Well, so far no problems. Let’s increase the phasor’s spin speed a little more, until it crosses the abscissa axis. What will happen then?

Wow! You expected the green arrow to get a little bigger, but instead a blue one has appeared. Oh, hadn’t I said that phasors can spin in both directions? Well yes, they spin in both directions.
And remember, from the previous section, I told you I was going to tell you the lowest speed of all possible ones. As soon as you cross the abscissa axis, I think it’s spinning in the opposite direction.
We finally arrive at our demonstration without equations. If you want me to reconstruct a frequency, I need to have at least two samples in the same half of the circle. That is, its frequency must be lower than half of my sampling frequency.
Equivalently, it means I cannot reconstruct frequency components higher than half the sampling frequency, which is exactly what we wanted to prove.
Corollary, an even simpler way to explain the theorem is that the frequency I can reconstruct is half the sampling frequency because I don’t know which direction it’s spinning.
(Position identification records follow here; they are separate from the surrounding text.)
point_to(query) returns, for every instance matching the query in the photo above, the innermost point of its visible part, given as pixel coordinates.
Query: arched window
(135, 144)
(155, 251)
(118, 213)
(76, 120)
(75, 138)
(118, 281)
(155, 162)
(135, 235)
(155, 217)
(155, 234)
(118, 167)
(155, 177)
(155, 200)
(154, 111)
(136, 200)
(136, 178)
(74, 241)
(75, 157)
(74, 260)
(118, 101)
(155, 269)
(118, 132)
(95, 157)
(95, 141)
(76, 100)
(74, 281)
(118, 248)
I’ll leave it at that.
Aliasing
Did you think this ended here? There’s still a little bit left. Now it’s time to talk about another consequence, less known and much less understood, of the sampling theorem, the terrible and horrible Aliasing.
I’m sorry to tell you I’ve been lying to you for half the post. Remember I told you I was only going to give you the lowest frequency component? Well, that’s a lie, I’m always going to give you both directions of spin.
Remember the first example of the phasor, where it was very easy to determine the frequency. Let’s plot it together with its spectrum.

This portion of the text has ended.